The pound is continuing to benefit from the Conservatives' victory in the General Election last week, and is about to achieve its biggest two-day increase against the euro in six years.
After it became apparent that Cameron had won a majority on Friday, sterling went up by 1.9 per cent in value, as optimism over the UK's economic future strengthened. The FTSE 100 also surged by 2.3 per cent in post-election euphoria, which was it's biggest rise since January.
Laith Khalaf, Senior Analyst at Hargreaves Lansdown, described it as a “fabulous Friday for the UK stock market.”
Today, the upward trend has continued, with the pound going up by 1.3 per cent in afternoon trading The last time such a two-day gain was made was at the beginning of 2009.

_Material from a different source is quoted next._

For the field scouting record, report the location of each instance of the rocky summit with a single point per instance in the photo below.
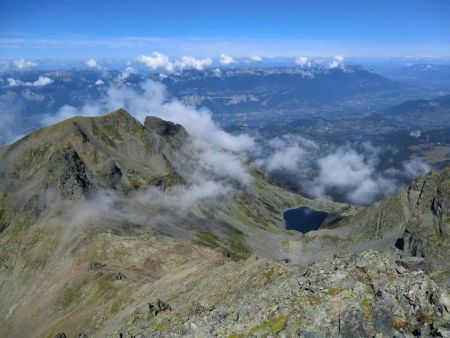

Cameron's victory was by no means expected, which is why markets reacted so positively to the news. Most polls placed the Conservatives only slightly ahead of Labour, and a hung parliament was expected to be announced, with no clear winner.
The outcome made it clear that certain Labour policies deemed potentially damaging for businesses, such as energy price freezes and higher bank levies, would no longer go ahead.
Nonetheless, there are still concerns over some aspects of the Conservative government, such as whether the UK will remain part of the EU – if it leaves following the referendum Cameron has promised, analysts believe it could deter foreign investment.